Survivors have until Sept. 19, 2027, to decide what to do with their records. No decision will result in their records being destroyed. Survivors may choose to get a copy of their records to keep for themselves, to share with their local archive, to share with the National Centre for Truth and Reconciliation (NCTR) now or at a later date, or to burn in ceremony. They may choose to preserve their records at the NCTR for either restricted (with the removal of personal information) or open access. All information that identifies other people in the survivor’s records would be removed.

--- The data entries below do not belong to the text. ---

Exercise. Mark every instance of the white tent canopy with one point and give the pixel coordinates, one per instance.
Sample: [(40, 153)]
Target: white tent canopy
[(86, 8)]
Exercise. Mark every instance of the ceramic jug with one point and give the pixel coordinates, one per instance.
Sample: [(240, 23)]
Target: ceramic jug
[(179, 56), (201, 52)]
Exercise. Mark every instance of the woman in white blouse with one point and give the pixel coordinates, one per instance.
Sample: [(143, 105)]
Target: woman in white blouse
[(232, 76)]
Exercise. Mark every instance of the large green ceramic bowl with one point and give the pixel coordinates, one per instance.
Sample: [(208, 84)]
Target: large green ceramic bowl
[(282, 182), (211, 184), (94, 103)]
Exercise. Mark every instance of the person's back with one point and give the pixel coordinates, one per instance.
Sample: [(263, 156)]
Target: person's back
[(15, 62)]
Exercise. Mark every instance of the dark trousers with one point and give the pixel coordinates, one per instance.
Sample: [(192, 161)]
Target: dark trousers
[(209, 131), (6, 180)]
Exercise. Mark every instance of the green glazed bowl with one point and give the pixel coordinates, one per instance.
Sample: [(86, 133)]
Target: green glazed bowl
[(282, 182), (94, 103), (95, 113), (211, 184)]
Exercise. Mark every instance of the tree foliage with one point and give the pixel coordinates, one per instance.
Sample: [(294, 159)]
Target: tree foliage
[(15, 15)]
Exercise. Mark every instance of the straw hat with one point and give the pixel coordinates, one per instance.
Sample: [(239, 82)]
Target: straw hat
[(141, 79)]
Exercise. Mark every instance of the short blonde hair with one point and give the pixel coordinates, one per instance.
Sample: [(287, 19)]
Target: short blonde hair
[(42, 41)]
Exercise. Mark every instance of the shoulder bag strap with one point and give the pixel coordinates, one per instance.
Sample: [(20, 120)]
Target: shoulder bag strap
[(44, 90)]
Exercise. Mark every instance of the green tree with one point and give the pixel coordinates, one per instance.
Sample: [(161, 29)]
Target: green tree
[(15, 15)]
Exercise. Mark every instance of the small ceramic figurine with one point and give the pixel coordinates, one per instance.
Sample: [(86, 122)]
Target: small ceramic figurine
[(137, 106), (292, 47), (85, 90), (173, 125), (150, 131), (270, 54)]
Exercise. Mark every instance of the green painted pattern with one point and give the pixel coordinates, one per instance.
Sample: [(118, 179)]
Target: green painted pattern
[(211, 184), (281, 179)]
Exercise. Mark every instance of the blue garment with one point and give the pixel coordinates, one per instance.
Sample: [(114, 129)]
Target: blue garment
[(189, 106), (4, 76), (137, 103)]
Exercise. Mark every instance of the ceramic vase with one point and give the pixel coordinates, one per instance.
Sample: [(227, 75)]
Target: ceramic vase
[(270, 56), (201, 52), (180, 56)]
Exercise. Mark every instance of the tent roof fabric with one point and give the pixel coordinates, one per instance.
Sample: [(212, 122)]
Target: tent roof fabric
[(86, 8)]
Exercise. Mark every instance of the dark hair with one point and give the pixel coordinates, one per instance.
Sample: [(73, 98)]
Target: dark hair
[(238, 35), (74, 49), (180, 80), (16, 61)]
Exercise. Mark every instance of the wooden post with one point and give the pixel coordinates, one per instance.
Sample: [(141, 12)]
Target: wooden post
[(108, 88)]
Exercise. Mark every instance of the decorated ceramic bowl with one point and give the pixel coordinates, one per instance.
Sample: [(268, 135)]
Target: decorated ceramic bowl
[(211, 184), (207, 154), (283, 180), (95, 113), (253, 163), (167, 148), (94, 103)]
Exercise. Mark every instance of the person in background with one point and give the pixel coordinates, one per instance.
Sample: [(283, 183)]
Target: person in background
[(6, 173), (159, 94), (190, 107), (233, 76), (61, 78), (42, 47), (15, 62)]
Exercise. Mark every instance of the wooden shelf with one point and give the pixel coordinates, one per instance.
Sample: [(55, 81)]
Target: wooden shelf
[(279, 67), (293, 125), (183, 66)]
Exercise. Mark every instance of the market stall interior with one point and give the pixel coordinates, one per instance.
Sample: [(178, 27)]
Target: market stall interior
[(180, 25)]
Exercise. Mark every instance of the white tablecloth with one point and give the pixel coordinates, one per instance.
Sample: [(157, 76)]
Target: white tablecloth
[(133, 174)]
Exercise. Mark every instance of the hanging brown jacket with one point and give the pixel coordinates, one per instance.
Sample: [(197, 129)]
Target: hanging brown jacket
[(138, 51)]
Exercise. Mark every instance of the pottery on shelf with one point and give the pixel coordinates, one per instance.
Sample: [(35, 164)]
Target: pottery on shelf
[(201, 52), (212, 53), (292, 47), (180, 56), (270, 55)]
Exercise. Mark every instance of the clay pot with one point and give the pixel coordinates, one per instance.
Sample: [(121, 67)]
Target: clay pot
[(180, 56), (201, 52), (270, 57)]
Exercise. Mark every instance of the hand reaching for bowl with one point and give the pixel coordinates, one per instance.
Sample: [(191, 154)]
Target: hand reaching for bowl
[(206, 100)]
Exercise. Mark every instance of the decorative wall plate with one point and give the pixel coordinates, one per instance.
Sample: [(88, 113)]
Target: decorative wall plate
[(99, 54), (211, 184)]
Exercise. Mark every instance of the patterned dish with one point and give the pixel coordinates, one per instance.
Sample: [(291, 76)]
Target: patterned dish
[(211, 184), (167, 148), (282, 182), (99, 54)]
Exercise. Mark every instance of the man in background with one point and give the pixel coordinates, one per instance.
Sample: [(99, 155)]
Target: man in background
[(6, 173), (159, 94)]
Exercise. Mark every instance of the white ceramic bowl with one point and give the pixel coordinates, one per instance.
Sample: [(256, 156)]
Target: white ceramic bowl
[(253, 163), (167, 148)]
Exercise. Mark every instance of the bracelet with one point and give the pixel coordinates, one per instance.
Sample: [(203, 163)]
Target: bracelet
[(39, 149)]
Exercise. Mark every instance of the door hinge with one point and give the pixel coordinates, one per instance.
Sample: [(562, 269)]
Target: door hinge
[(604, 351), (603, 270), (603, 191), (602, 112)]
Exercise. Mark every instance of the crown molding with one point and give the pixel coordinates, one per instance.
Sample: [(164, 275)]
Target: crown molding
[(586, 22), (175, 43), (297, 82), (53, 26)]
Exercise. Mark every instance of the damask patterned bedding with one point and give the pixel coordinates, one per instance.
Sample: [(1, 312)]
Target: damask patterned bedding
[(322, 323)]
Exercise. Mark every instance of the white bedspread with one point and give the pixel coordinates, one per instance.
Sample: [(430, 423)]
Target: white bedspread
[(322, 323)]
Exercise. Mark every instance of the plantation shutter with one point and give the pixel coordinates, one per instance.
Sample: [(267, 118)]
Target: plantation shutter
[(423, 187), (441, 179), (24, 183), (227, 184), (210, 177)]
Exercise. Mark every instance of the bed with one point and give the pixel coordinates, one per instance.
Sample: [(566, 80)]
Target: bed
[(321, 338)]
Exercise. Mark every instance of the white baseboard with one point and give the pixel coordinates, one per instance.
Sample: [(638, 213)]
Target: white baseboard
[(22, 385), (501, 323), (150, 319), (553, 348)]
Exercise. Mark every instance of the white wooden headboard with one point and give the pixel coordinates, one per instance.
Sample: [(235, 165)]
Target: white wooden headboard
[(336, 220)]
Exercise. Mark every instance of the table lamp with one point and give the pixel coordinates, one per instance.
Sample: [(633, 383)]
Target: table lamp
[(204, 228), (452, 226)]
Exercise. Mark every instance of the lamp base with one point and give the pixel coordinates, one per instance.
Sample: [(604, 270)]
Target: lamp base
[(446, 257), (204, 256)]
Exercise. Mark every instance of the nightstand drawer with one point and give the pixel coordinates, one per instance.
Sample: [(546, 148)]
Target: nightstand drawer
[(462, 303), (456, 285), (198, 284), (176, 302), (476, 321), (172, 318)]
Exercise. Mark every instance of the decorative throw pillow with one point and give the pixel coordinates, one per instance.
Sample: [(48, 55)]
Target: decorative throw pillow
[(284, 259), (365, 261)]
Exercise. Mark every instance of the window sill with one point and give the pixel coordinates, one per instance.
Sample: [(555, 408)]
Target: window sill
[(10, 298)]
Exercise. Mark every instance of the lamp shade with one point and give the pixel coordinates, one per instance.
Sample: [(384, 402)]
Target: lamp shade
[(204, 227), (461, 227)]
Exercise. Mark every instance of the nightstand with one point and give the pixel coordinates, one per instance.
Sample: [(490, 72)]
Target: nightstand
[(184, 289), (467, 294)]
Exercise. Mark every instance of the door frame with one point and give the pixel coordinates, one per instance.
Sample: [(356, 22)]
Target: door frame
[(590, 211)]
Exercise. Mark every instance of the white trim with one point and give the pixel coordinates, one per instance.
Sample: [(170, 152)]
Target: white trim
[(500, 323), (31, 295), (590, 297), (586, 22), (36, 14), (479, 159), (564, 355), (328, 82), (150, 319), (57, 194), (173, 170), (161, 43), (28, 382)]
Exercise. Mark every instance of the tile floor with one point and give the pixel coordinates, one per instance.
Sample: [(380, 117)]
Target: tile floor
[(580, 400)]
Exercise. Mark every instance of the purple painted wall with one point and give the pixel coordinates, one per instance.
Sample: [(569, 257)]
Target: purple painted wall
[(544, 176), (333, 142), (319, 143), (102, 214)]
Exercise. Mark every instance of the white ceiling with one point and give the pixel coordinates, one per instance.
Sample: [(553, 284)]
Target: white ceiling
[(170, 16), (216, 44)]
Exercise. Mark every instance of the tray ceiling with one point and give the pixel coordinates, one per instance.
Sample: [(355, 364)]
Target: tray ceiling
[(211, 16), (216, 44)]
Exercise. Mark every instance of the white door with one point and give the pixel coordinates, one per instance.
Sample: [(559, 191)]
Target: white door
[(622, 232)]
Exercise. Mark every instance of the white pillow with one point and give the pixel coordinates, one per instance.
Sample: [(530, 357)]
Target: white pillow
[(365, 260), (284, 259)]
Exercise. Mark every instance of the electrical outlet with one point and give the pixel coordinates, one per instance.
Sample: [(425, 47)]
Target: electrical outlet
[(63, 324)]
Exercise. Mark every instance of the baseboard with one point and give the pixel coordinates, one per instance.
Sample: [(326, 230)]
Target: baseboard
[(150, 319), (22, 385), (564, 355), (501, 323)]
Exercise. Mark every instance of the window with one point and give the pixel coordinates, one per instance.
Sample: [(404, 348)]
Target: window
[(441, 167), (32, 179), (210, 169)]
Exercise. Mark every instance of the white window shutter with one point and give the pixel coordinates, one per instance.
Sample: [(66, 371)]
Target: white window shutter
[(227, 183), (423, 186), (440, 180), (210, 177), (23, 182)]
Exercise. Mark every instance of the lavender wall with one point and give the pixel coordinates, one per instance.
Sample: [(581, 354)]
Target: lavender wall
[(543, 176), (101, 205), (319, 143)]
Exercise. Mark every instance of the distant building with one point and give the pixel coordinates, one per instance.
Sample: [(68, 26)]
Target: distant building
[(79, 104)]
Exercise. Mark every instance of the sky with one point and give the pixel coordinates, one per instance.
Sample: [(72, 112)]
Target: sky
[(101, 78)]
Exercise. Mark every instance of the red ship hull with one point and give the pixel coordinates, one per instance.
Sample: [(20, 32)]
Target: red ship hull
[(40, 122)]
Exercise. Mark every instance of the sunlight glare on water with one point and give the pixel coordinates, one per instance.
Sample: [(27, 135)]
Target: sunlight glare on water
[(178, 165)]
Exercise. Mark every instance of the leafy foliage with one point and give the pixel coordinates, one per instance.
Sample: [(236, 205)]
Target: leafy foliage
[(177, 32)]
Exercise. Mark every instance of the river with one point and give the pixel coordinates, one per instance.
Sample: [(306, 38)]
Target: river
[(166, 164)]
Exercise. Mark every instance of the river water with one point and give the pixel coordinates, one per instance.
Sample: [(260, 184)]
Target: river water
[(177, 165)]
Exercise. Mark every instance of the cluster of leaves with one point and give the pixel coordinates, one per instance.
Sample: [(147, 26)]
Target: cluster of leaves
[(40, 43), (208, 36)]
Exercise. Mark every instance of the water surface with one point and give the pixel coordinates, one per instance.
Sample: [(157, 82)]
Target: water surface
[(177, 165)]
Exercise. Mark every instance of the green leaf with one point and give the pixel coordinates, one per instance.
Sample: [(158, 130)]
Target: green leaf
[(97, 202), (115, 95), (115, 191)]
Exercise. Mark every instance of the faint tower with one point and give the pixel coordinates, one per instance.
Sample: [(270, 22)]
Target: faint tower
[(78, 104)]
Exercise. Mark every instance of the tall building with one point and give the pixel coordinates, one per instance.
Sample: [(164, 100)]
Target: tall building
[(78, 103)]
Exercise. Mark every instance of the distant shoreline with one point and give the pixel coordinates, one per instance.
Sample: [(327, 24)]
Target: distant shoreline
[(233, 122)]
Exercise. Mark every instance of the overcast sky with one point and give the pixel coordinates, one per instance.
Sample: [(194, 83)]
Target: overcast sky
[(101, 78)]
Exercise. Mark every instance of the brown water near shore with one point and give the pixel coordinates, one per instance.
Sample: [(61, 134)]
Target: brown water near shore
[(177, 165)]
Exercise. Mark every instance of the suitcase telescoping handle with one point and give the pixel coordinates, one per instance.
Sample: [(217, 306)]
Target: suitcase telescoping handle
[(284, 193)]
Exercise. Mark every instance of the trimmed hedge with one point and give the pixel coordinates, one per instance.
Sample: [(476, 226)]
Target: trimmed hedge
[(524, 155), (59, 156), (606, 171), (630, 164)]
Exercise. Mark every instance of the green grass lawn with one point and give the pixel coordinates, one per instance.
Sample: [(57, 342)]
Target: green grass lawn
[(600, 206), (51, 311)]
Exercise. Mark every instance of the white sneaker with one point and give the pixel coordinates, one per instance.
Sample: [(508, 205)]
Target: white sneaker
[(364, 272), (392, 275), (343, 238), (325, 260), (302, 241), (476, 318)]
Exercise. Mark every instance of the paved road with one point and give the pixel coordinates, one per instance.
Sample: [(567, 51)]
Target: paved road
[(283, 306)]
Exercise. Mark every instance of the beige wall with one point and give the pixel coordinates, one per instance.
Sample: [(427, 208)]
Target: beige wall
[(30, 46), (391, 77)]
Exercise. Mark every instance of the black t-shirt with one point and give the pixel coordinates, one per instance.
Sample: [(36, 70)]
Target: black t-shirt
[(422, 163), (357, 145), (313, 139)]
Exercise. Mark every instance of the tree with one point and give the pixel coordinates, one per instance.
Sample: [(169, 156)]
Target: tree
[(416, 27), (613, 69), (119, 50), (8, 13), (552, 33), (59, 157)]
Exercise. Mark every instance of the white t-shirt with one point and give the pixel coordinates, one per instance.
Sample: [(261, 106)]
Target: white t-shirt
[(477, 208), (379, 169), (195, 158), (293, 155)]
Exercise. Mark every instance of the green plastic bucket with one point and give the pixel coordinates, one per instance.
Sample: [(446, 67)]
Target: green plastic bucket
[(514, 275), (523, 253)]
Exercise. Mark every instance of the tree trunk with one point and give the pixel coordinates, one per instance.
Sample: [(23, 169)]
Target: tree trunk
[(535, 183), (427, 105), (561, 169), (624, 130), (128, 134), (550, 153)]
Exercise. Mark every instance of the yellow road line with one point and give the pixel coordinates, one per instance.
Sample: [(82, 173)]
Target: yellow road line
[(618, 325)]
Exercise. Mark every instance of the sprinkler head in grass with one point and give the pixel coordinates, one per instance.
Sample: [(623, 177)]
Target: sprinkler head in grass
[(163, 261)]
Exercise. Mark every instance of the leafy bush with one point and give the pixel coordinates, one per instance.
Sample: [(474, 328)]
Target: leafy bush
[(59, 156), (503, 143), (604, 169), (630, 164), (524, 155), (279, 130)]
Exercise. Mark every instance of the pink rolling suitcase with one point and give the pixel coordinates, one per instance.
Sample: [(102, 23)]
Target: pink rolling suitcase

To date, 14 claimants have signed consent forms to transfer retained documents to the NCTR, with five having been transferred already. The remaining documents are being redacted (personal information removed) in order to be transferred. Three claimants have elected to place their documents at the NCTR with open access, while nine have chosen restricted access. Another two claimants have selected a mix of open and restricted, depending on the documents.
Shapiro says he is not surprised the number is so low “when you look at how deeply personal these experiences are.”
He recalls survivors getting physically sick before sharing their stories.
“The fact that they may not want to do that today does not mean that will be the case when they’ve had a cooling off period, they’ve had time to reflect and they may be feeling in an emotionally stronger place and they will have the right to do that at a later time. So the numbers will undoubtedly increase over time,” he said.